What’s really weird in this day and age is that, while software can query a processor in detail for its features, there is no standard way for a hypervisor to query runtime applications to figure out what target processor features an application was compiled for.
It’s relatively easy to control if you’re in a walled garden. Say you’re operating your own cloud SaaS and you compiled all of your runtime code yourself, or you built a custom, homogeneous (because you probably bought it all at once) HPC cluster specifically to run your own clever apps (simulate a living cell, collide galaxies, blow stuff up, whatever). You can write to a specific ISA because you know what it is. It may permeate your entire HPC cluster or it may lurk in a group of purpose-configured racks behind your NoSQL database servers. But you know exactly where it is and what it can do.

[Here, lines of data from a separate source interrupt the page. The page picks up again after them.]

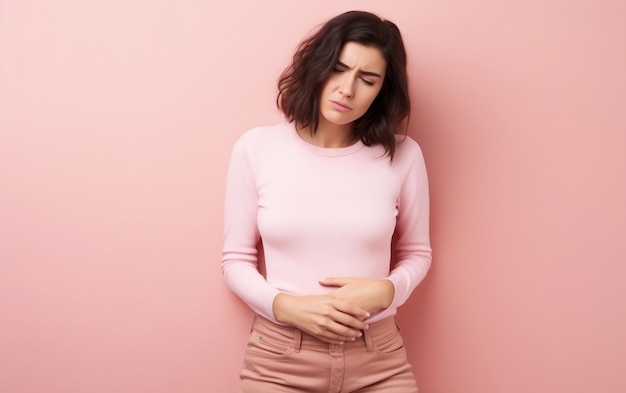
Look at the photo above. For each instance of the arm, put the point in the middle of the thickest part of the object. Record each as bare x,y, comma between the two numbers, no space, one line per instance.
411,252
241,235
330,319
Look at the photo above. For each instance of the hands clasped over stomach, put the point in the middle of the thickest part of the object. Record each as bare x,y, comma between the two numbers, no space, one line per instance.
338,316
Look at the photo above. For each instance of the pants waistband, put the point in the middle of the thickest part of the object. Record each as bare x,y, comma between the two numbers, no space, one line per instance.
374,333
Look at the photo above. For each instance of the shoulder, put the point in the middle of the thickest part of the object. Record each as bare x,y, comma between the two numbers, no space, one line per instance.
407,149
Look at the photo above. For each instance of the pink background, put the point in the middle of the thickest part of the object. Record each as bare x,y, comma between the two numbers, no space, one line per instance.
117,119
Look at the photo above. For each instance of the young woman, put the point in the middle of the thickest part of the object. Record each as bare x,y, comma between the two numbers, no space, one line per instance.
340,205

For these reasons, HPC has always been an early adopter of new and different technologies. I’ll extend that behavior, for the same reasons, to SaaS providers who control their own software stack – they are in a good position to experiment with new processor ISAs and determine which workloads and specific applications can take advantage of them. Where HPC is actively interested in GPU ISAs and other parallel math acceleration solutions, SaaS vendors are interested in exploring operational efficiencies via rapidly evolving ARM ISAs.

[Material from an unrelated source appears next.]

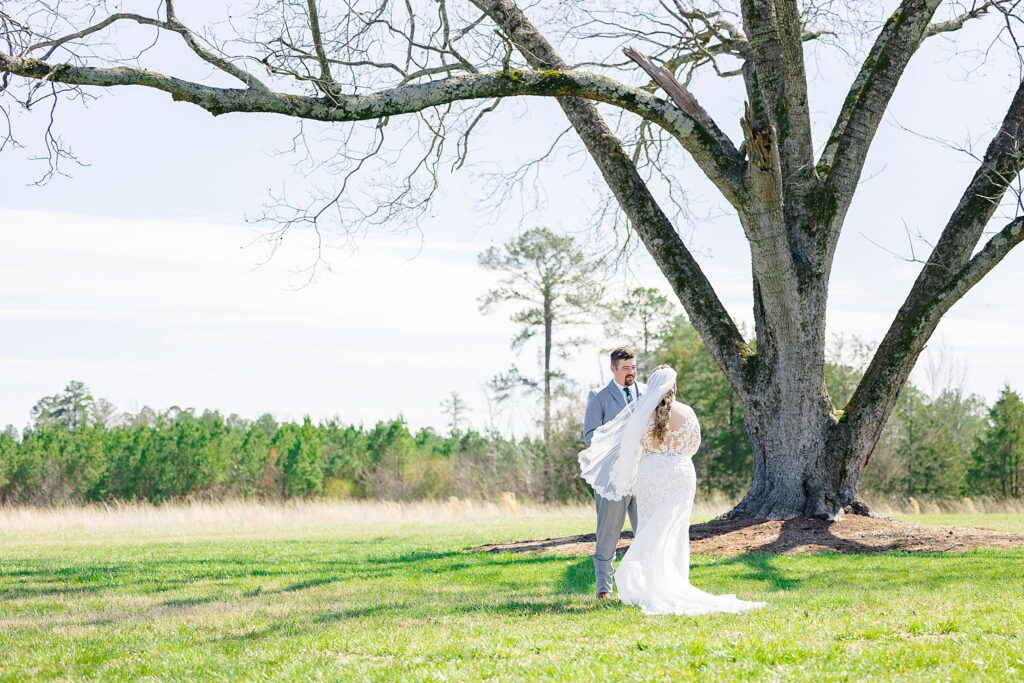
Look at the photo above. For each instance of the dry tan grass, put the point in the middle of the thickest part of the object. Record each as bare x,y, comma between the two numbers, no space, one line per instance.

However, on the other end of the spectrum, let’s say you want to rent compute cycles out as a private or public cloud to folks who have their own legacy applications. That’s a vastly different story.
For a variety of reasons most datacenters can’t buy all of the servers they will ever need all at once. So, we’re stuck buying servers (with processors in them) in waves – whatever’s in our price-performance sweet spot when we need more. And that means that in a few short years we will have a bunch of differently-abled processors in our virtualized datacenter.

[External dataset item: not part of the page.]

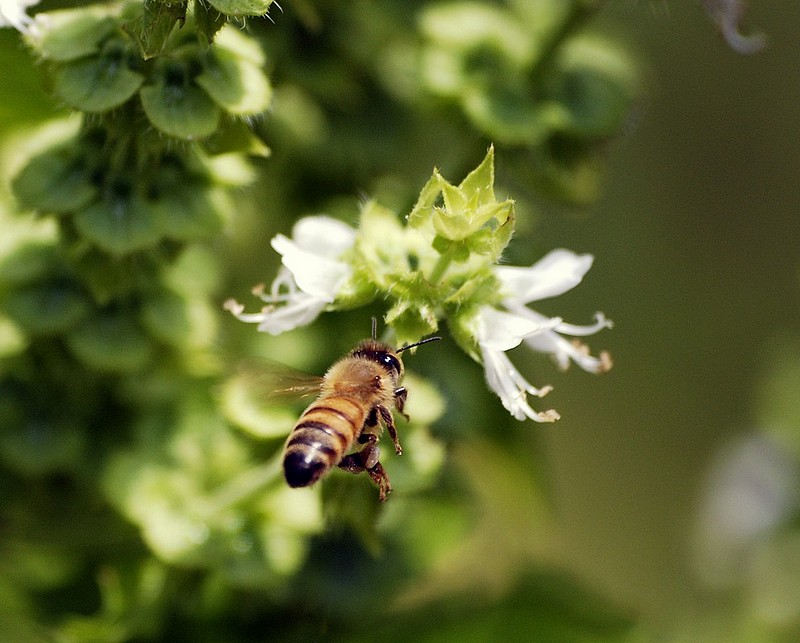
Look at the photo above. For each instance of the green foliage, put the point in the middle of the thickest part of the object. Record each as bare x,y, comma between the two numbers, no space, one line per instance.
141,479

It doesn’t really matter if they all came from one vendor, as I outlined above. As hypervisor vendors considered implementing live migration between processors in a virtual system, they didn’t want to specify an arbitrary feature set, as processor feature sets evolve on a different cadence than system software. So they designed the ability to “baseline” minimum common sets of processor features within a hypervisor’s scope. I’ve included Microsoft’s current schema here, as well as links to VMware and Citrix solutions:
Remember that none of this is predicated on the compile-time options in the runtime code bases – it is all dependent on reliably querying the underlying hardware infrastructure. A given application might not use any ISA features that differ from the original Pentium ISA, but the hypervisor has no way to know that.
My takeaway here is that there is little room for a non-x86 ISA in a virtualized datacenter intended to run legacy applications. Heterogeneous x86 pools are too complicated as it is. Perhaps if a segment of the hosting industry evolved solely to serve newer virtual managed runtime stacks, so that all of the application code running under the hypervisor was not compiled for specific processor ISAs – that might work…
Monopolies do not last forever. There are real opportunities for alternate ISAs to make inroads against x86 under specific – but not uncommon – conditions. And as application developers continue their trend of moving away from writing applications code that needs to be compiled and toward managed code environments, that leaves even more of an opening to consider alternate processor ISAs. None of this factors in Intel or AMD’s ability to develop efficient mini-cores as they have demonstrated this capability already.
Data center operators and hypervisor/managed environment developers must meet in the middle to take advantage of new silicon products. If they don’t, they risk being displaced by more efficient SaaS vendors who can do so.